How to Set Up Azure SSO with the LoginSAML Plugin in Matomo

Setting up Azure Single Sign-On (SSO) with the LoginSAML plugin in Matomo allows users to authenticate securely using Microsoft Entra ID (formerly Azure AD).

This guide walks you through configuring Azure as the Identity Provider (IdP) and Matomo as the Service Provider (SP) for seamless SSO access.

1. Log in to the Microsoft Entra admin center.

2. From the left menu, select Applications > Enterprise Applications.
   

3. Click New application to create a new application.
   

4. Click Create your own application.
   

5. Enter a name for your application and select Integrate any other application you don’t find in the gallery (Non-gallery).
   

6. After the application is created, navigate to Manage > Single sign-on.

7. Click SAML as the single sign-on method.
   

8. To configure SAML, click the Edit button in the Basic SAML Configuration section.
   

9. The edit option requires two compulsory values: Entity ID and Assertion Consumer Service URL.

   • 9.a Log in to your Matomo instance as a Superuser.
   • 9.b Navigate to Admin > System > SAML
   • 9.c Click Access to SP metadata.
     
   • 9.d Copy the Entity ID and Assertion Consumer Service URL values.
     
   • 9.e Enter these values in the corresponding fields on Azure Basic SAML Configuration section and click Save.
     

   Note: If your Matomo installation is accessible under multiple domains or hostnames (e.g., analytics.example.com and stats.example.org), you need to ensure that each domain is registered. To do this, add an Identifier and Reply URL for each domain by selecting Add Identifier and Add Reply URL in your SAML configuration. SAML authentication will only work for domains that have been added.

   How do I know if I have multiple domains?
   If users can access your Matomo instance using different URLs, or if your organisation has set up multiple subdomains or hostnames for analytics, you likely need to add them. If you’re unsure, check with your analytics team, Matomo Cloud support, or review your Matomo server configuration.

   If a required domain is missing, users may encounter this error when logging in: « Application with identifier is not found in this directory« .

   Note: Microsoft Entra ID (formerly Azure AD) does not support the SessionNotOnOrAfter attribute in SAML assertions. Therefore, session lifetimes cannot be controlled via the SAML response and will adhere to Entra ID’s default session policies.

10. Close the Basic SAML Configuration section once the values are saved.

11. Click the Download link under Federation Metadata XML located in the SAML Certificates section.
    

12. Navigate back to the Matomo SAML interface at Admin > System > SAML.

13. Click Import Values from IdP Metadata.
    

14. Paste the contents from the file downloaded in step 11 into the Metadata XML field.
    

15. Click Import.

16. Navigate back to the Matomo SAML interface at Admin > System > SAML.

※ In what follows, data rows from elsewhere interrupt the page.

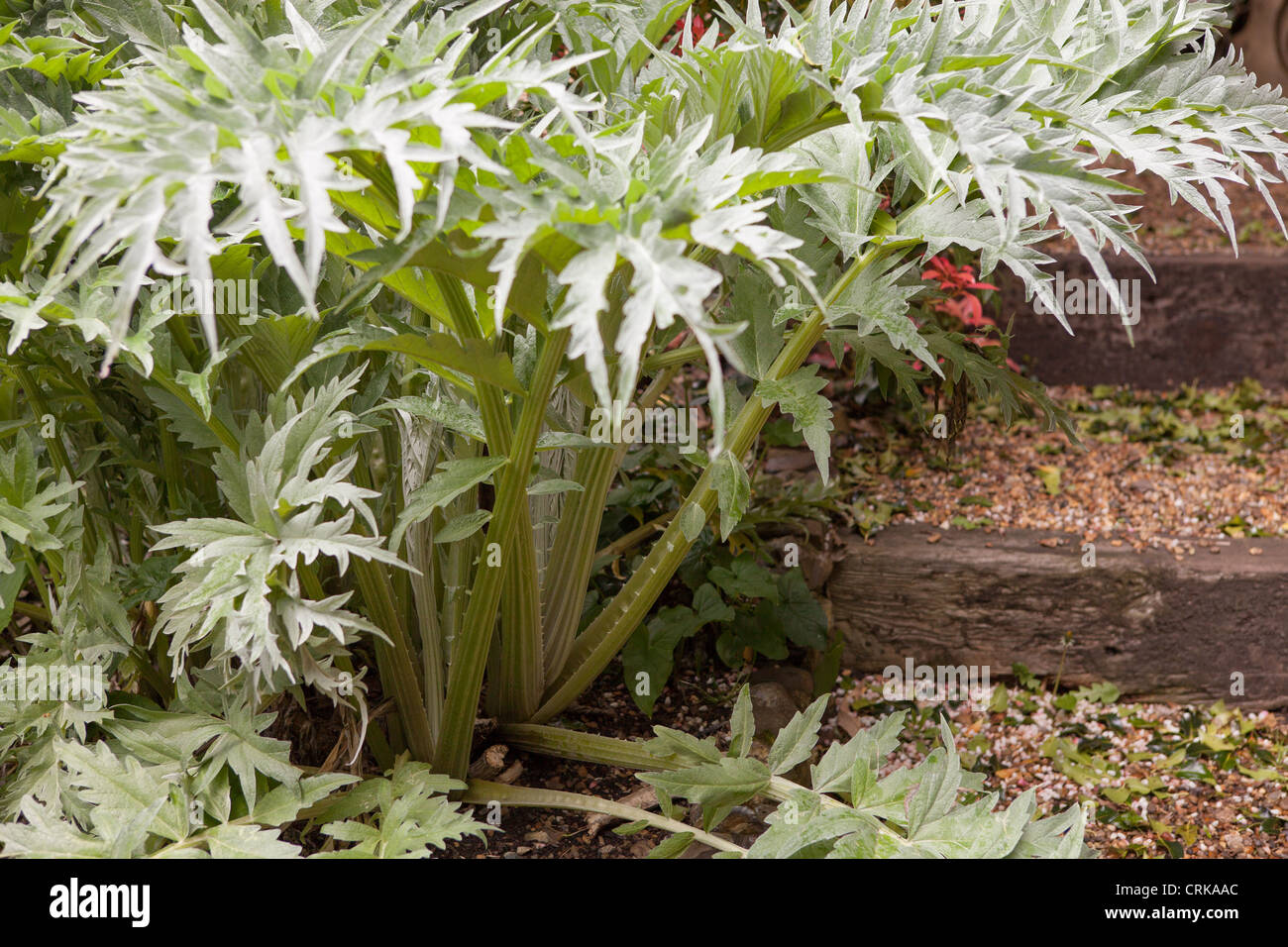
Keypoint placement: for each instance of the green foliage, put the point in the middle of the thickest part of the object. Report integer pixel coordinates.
(850, 810)
(420, 244)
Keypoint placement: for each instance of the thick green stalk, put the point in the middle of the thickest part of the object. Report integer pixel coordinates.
(587, 748)
(605, 635)
(395, 657)
(481, 792)
(576, 539)
(522, 654)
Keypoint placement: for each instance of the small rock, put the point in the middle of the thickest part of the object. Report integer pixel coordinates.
(798, 682)
(772, 706)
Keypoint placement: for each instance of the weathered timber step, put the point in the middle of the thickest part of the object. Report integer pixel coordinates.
(1211, 318)
(1155, 628)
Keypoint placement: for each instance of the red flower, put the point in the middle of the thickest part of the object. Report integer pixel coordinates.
(958, 282)
(699, 30)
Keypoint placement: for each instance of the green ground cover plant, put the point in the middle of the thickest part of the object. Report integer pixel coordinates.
(308, 308)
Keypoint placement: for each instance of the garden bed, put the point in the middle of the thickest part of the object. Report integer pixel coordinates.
(986, 558)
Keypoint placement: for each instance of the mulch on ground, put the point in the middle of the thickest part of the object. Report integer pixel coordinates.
(1189, 787)
(1185, 471)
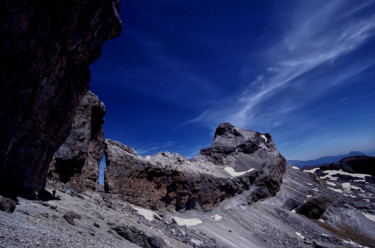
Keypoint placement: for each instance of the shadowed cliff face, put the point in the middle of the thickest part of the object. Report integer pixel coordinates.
(238, 162)
(77, 160)
(46, 48)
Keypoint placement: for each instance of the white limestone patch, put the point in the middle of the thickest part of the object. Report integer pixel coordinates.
(360, 180)
(197, 242)
(349, 187)
(234, 173)
(311, 171)
(350, 242)
(369, 216)
(146, 213)
(216, 217)
(352, 196)
(300, 235)
(331, 183)
(187, 222)
(337, 190)
(331, 173)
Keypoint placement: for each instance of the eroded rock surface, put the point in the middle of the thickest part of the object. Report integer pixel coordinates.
(46, 48)
(77, 160)
(238, 160)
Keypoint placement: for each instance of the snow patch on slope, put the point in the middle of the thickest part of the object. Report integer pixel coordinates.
(234, 173)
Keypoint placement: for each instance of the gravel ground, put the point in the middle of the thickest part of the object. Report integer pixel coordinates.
(93, 219)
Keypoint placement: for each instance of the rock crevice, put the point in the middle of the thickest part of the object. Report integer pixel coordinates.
(46, 48)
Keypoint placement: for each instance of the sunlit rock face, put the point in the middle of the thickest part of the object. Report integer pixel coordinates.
(77, 160)
(46, 48)
(239, 161)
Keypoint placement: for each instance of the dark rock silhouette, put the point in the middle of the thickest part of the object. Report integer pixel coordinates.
(46, 48)
(7, 204)
(238, 160)
(77, 160)
(353, 164)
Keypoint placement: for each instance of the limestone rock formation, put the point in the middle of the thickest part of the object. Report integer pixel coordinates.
(77, 160)
(237, 161)
(46, 48)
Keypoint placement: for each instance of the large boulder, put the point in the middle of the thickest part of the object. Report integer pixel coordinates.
(238, 160)
(46, 48)
(77, 161)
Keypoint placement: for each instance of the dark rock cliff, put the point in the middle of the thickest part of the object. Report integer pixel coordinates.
(77, 160)
(237, 161)
(46, 48)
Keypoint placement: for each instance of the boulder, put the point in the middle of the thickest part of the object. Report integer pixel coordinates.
(78, 160)
(46, 48)
(315, 207)
(238, 160)
(7, 204)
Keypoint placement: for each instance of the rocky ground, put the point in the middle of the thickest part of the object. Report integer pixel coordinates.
(97, 219)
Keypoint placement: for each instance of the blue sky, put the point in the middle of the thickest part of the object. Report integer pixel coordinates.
(304, 71)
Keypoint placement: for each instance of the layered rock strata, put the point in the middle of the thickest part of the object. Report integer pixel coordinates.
(238, 160)
(77, 160)
(46, 48)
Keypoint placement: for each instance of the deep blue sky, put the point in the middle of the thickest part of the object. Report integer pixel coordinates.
(303, 71)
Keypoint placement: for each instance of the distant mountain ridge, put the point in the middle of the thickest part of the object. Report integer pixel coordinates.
(323, 160)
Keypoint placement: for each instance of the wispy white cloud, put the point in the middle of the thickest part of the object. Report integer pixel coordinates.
(315, 35)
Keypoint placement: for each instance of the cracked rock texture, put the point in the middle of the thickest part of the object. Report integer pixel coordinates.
(238, 161)
(46, 48)
(77, 161)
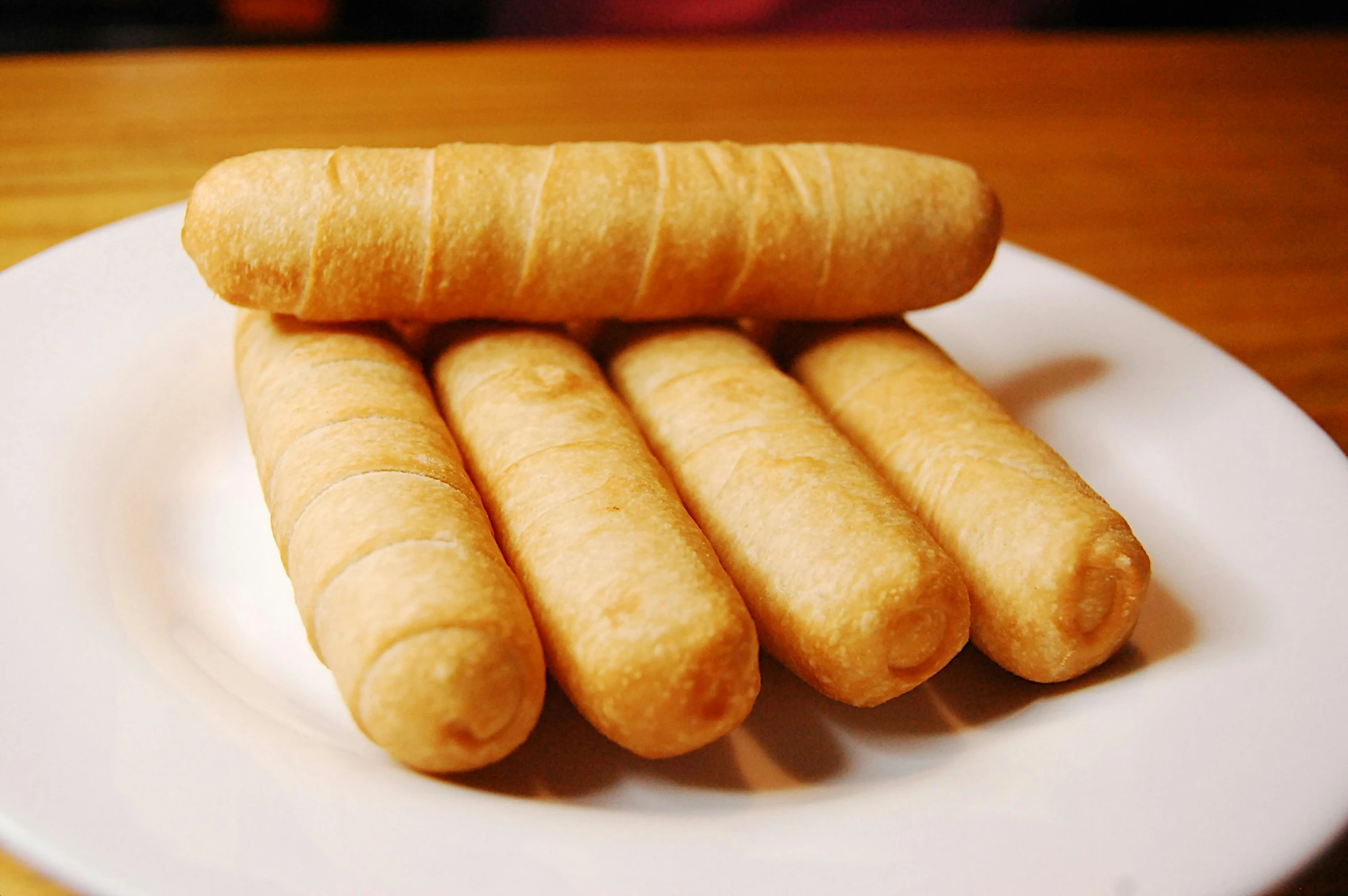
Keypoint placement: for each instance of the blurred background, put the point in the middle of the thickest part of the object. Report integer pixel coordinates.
(46, 26)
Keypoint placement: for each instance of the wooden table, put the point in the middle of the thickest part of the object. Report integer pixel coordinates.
(1205, 176)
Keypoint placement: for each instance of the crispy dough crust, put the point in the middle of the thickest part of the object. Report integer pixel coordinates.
(641, 624)
(591, 230)
(397, 576)
(1056, 576)
(847, 586)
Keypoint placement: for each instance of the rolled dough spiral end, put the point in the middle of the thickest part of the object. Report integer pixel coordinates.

17. Update the Field to identify setting to email and click save if not selected already.
    

18. Update the Attribute Mapping Settings as below and click Save.
    

19. Update the NameID format as urn:oasis:names:tc:SAML:1.1:nameid-format:emailAddress
    

20. Enable SAML authentication and click save.
    

21. Add appropriate users/groups into your Azure application.
    

You have successfully configured Azure (Entra) as SSO for Matomo. To test this, log out and attempt to log in using the SAML Login button on the Sign in screen.